Бася, будто обессилив, опустилась на венский стул. Так-то, дамы и господа. Не столица Коминтерна, а вёска под Радзымином. Великий живописец успел обежать пол-Москвы? Не терпелось похвалиться успехом в личной жизни?

 Еще болит?  спросил поэт участливо.

 Нисколечко. Стало быть, вы знали о шалостях с актрисами?

Поэт развел руками.

 Разве я мог вам об этом сказать?

 Нет.

 Так что же помехой теперь? Очередь поклонников? Я в самом ее конце?

 Посередине,  утешила поэта Бася.

 А в щечку? По-братски?

 По-братски да. Не более. Ежели увидят, я сгорю со стыда. Лучше чаю мне налейте. И можете отдать свой сахарин, коль скоро так меня любите.

 Сладкое, Варя, я тоже люблю. Лучше синица в руках.

 Что и требовалось доказать. И вообще, я для вас слишком мягкая и добрая. Вам требуется другая, пожестче. Чтобы не баловала.

Поэт вздохнул.

 Пожестче у меня уже есть.

* * *

Идти к синеастам было недалеко. Штаб-квартира в виде комнаты режиссера Генералова размещалась за Маросейкой, в Космодамианском переулке, подле лютеранского собора, в доме общества купеческих приказчиков. Переулок все еще сохранял реакционное название, в соборе со шпилем совершались по-прежнему службы, но в расположенном рядом доходном доме поменялся контингент жильцов. Большинство приказчиков, обезработев, испарилось. Вместо них появилось несколько коммун, в их числе режиссер Генералов с коллегами. Одним из коллег был съемщик Ерошенко, не рискнувший признаться Барбаре, что ведет ее если не прямо к себе, то по крайней мере в свой дом.

Собравшиеся в просторной комнате режиссера особенного внимания на вошедшую Басю не обратили. Были слишком увлечены дискуссией. Бася и Ерошенко скромно сели на табуретки в углу.

Толстоватый мужчина в бордовой блузе, стоявший посередине комнаты, небрежно кивнул им обоим и яростно продолжил спор.

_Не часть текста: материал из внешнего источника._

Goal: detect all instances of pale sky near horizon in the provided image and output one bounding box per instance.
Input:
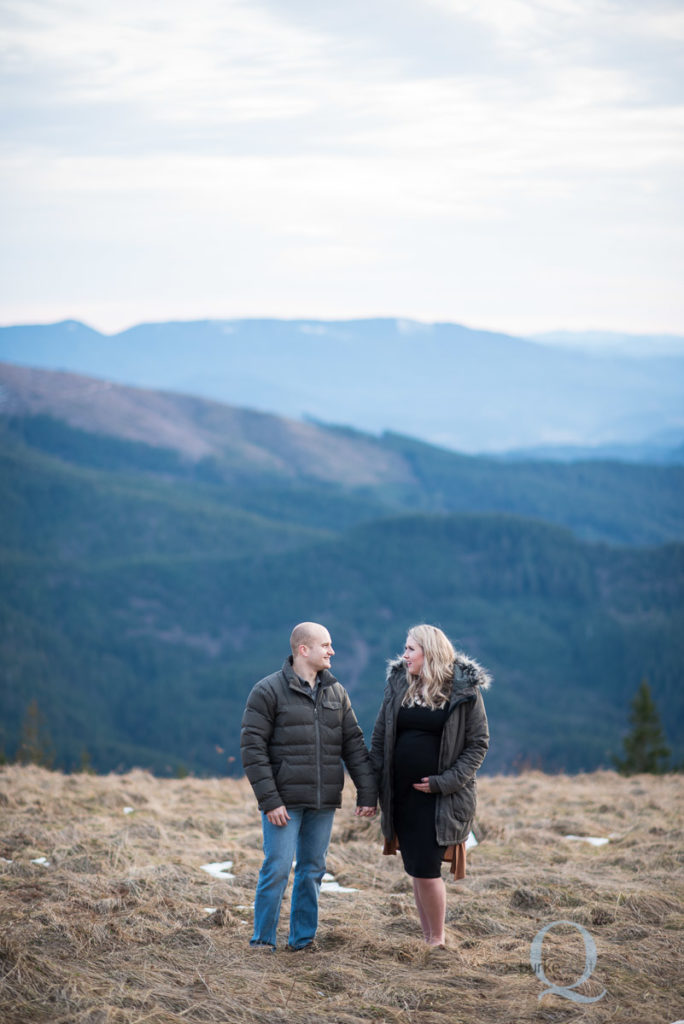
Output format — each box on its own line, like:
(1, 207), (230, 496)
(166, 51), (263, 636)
(1, 0), (683, 337)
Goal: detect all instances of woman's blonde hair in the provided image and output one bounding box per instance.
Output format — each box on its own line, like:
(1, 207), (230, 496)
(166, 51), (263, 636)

 Ваш Кулеш сопляк! Что он может понимать в искусстве? Чистой воды ханжонковщина, хоть сегодня в белый Крым. На месте Луначарского я бы гнал его к чертям, а не давал заказы на агиткартины.

Нападки на неведомого Кулеша были приняты не всеми.

 Не кипятись, Геннадий.

 В самом деле. Лева дело делает.

Толстый человек кипятился по-прежнему.

 Кому не нравлюсь я, пускай отчаливает к Левчику. Только как бы потом не пожалеть.

 Никто не собирается отчаливать,  спокойно заметил мужчина лет, быть может, сорока.  У Кулеша своя бригада, а у нас своя.

 То-то,  проворчал, остывая, толстяк.  У меня своя. Привет, Ерошенко. Кого привел?

 Привет, Генералов. Своих.

Бася заметила Костин ответ Генералову понравился не очень, чем осталась, скорее, довольна, поскольку Генералов не очень-то понравился ей. Ерошенко представил свою спутницу обществу, и Бася любезно улыбнулась всем находившимся в комнате трем женщинам (не конкуренткам), и четырем мужчинам (двое вполне ничего).